Pyrgodesmidae is a family of flat-backed millipedes in the order Polydesmida. This family is one of the largest families of millipedes, with more than 170 genera, including about 120 monotypic genera. These genera include almost 400 species.

== Distribution ==
The species in this family are found in tropics around the world, including tropical Africa. These millipedes are also found in southern Europe, North Africa, central China, Taiwan, and Japan. Their geographic distribution extends from Texas to Brazil and also includes the West Indies, India, the East Indies, New Caledonia, Hawaii, and many other Pacific islands.

== Description ==
Millipedes in this family are small, ranging from 3 mm to 16 mm in length, but mostly between 6 mm and 10 mm. These millipedes are usually uniformly grayish or brownish. The collum mostly or completely covers the head from above and is usually shaped like a fan, with a dorsal surface ornamented with distinct radiating lines or small lobes at the front. The tergites nearly always slope downward and feature conspicuous lobes or tubercles that are usually arranged in rows. The ozopores often open on short columns and usually deviate from the distribution among segments normally observed in the order Polydesmida. The paranota often feature small lobes on the anterior or posterior margins. Millipedes in this family are not capable of volvation.

== Notable genera ==
Some species in this family are found only in ant colonies, and are considered obligate myrmecophiles.

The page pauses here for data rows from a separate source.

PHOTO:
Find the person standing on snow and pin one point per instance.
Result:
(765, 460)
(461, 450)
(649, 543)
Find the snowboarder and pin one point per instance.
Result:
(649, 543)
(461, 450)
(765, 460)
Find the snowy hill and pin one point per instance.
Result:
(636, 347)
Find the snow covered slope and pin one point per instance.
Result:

Millipedes in this family that inhabit ant nests include two Mexican species of the genus Myrmecodesmus. Another nine species found among army ants in Panama and Mexico include species in the genera Calymmodesmus, Cynedesmus, and Rettenmeyeria.

The Neotropical genus Poratia includes species that readily adopt parthenogenic reproduction. Two of these species have been introduced into European hothouses as parthenogenic populations. This genus is also notable for including four species with only 19 segments as adults (counting the collum, the telson, and the rings in between), one fewer than normally found in the order Polydesmida.